The Securities and Exchange Commission’s (SEC’s) proposed climate disclosure rules have added new urgency, as CM companies prepare to monitor and report climate-related metrics.
Your company’s purpose and values should be the foundation of a sustainability strategy that helps transform values into action in 2023 and beyond. Craft a narrative distinctive to your company, then back it up with credible data. Prioritize granular, reliable, high-quality data that can provide a holistic picture of your value chain.
Why it matters
Your sustainability strategy offers an opportunity to create value for stakeholders that redounds to your benefit. Consumers, especially younger consumers, have told us repeatedly that they want to hear your story. And they have illustrated that they will be loyal to companies whose values align with their own.
While planning for a range of tax and business risks in 2023, consider potential actions in the context of broader macroeconomic conditions and the latest business trends — including ongoing supply chain disruptions, evolving ESG expectations, increasing cost pressure in light of a potential recession and wide-spread digital transformation efforts across the industry.
Combine contextual awareness with a data-driven and technology-enabled approach to help navigate ever-changing tax and regulatory conditions. This might mean assessing the tax repercussions of enterprise-wide technology modernizations and digital transformation initiatives, new forms of ESG value creation or available tax incentives applicable to supply chain changes, all of which may require companies to rethink their global operating models in an effort to achieve more efficiencies.

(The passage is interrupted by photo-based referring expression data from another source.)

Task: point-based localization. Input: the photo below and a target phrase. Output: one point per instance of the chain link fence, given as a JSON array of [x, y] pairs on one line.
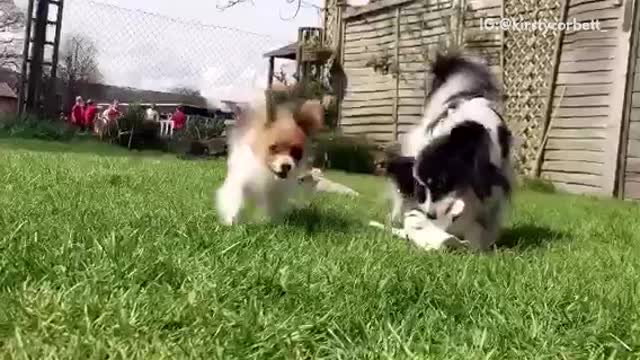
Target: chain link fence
[[141, 50]]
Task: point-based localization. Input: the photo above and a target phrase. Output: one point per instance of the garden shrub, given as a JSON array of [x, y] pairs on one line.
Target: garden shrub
[[347, 153], [33, 127]]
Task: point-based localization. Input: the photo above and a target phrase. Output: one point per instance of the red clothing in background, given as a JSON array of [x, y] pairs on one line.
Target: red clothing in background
[[113, 113], [90, 115], [179, 119], [77, 114]]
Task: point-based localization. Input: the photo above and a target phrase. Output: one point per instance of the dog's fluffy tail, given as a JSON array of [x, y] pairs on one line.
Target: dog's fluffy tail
[[457, 76]]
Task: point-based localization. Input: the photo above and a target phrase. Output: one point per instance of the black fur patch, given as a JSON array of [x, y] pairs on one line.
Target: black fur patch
[[400, 170], [483, 82], [460, 160], [504, 139]]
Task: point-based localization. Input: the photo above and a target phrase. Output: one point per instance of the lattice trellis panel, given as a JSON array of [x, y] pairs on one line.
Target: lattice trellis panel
[[528, 62], [331, 23]]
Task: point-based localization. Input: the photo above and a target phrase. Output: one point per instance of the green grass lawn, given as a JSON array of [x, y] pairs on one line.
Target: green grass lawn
[[113, 254]]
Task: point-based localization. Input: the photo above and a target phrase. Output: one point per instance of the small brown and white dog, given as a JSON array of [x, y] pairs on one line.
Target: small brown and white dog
[[267, 155]]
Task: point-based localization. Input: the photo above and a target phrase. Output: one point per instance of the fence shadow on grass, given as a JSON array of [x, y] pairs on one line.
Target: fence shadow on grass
[[527, 236]]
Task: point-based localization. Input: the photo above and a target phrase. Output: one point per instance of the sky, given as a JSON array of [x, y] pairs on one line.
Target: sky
[[160, 44]]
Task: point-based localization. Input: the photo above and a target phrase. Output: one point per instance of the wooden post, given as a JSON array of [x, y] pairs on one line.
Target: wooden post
[[270, 76], [618, 79], [396, 73], [621, 164], [341, 37], [34, 84], [25, 59], [51, 96], [548, 113]]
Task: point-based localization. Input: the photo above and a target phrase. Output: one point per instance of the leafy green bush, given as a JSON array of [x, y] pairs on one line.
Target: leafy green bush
[[132, 118], [32, 127], [538, 185], [203, 128], [346, 153]]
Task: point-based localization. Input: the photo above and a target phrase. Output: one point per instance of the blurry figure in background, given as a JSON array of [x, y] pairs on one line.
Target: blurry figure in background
[[63, 117], [152, 114], [113, 111], [77, 113], [90, 114], [179, 118]]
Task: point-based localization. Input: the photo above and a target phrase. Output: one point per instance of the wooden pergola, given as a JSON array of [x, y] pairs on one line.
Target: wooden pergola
[[286, 52]]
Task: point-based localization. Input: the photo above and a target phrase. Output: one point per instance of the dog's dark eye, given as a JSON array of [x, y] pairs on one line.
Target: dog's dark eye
[[421, 193], [296, 153]]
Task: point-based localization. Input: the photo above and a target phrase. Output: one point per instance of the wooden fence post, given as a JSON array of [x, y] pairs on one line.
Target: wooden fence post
[[548, 113], [619, 188], [396, 73]]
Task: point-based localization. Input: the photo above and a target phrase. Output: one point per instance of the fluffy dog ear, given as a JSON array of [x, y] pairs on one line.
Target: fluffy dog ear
[[400, 170], [310, 116]]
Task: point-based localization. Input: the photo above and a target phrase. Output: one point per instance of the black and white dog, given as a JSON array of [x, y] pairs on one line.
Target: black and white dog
[[459, 154]]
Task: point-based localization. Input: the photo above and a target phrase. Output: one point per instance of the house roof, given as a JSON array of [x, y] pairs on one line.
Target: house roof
[[285, 52], [6, 91]]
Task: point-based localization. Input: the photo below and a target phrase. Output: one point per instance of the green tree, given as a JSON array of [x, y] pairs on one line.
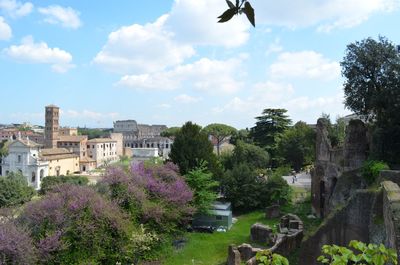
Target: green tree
[[221, 132], [170, 132], [269, 129], [372, 78], [372, 88], [366, 254], [242, 135], [203, 186], [241, 187], [191, 147], [297, 145], [254, 156], [14, 190]]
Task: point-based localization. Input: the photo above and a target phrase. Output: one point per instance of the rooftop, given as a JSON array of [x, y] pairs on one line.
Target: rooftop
[[101, 140], [72, 138]]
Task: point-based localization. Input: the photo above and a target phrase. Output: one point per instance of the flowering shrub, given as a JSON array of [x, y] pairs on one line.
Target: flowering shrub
[[74, 224], [16, 247], [155, 194]]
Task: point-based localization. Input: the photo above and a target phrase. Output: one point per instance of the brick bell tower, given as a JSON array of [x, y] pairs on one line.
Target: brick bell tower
[[51, 126]]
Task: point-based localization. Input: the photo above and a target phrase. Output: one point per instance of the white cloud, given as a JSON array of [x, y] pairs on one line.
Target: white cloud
[[204, 74], [31, 52], [274, 47], [195, 22], [164, 106], [327, 15], [304, 64], [16, 9], [261, 95], [186, 99], [142, 49], [5, 30], [65, 16]]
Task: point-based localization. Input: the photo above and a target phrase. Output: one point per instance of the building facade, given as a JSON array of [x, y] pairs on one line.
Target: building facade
[[76, 144], [51, 126], [102, 150], [24, 157], [62, 161], [67, 131]]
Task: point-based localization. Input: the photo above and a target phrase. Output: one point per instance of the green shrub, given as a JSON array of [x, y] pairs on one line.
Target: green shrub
[[48, 183], [371, 169], [14, 190], [365, 254]]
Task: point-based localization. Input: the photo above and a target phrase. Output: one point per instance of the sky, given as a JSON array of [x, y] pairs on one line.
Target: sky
[[168, 62]]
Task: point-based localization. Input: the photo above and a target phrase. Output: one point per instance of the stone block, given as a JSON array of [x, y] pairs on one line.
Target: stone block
[[261, 233], [272, 211]]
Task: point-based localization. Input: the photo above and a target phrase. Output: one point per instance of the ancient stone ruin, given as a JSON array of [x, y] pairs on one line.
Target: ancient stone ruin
[[285, 241], [333, 162], [272, 211], [261, 233]]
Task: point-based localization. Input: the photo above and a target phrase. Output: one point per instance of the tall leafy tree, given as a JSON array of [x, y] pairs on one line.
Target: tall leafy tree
[[252, 155], [191, 147], [372, 79], [269, 129], [297, 145], [220, 132], [371, 69], [201, 182]]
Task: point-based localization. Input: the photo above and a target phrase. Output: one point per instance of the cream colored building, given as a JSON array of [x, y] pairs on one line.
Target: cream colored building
[[66, 131], [74, 143], [24, 157], [102, 150], [61, 161]]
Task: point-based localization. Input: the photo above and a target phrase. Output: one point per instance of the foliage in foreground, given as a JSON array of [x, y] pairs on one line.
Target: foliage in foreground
[[76, 225], [365, 254], [16, 247], [248, 190], [156, 196], [203, 186], [266, 257], [191, 147], [14, 190]]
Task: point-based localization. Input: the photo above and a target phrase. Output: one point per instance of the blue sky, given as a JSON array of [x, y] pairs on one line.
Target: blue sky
[[167, 62]]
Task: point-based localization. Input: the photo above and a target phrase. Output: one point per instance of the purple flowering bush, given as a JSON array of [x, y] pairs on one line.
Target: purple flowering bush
[[16, 247], [74, 224], [156, 195]]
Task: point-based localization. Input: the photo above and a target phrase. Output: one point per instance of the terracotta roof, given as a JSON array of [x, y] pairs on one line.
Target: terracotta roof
[[56, 153], [72, 138], [28, 143], [101, 140], [86, 160]]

The same logic applies to the broader risk landscape, from cybersecurity threats — which CM leaders told us they expect to see more frequently in 2023 — to privacy and financial risk.
Why it matters
To help attain more targeted visibility and decision-making capacity, companies should have a framework oriented toward risk mitigation and incident response, supported by tax-sensitized data and insights. Incorporating this type of framework into the strategic planning process can result in greater agility and resilience, despite uncertainty and complexity.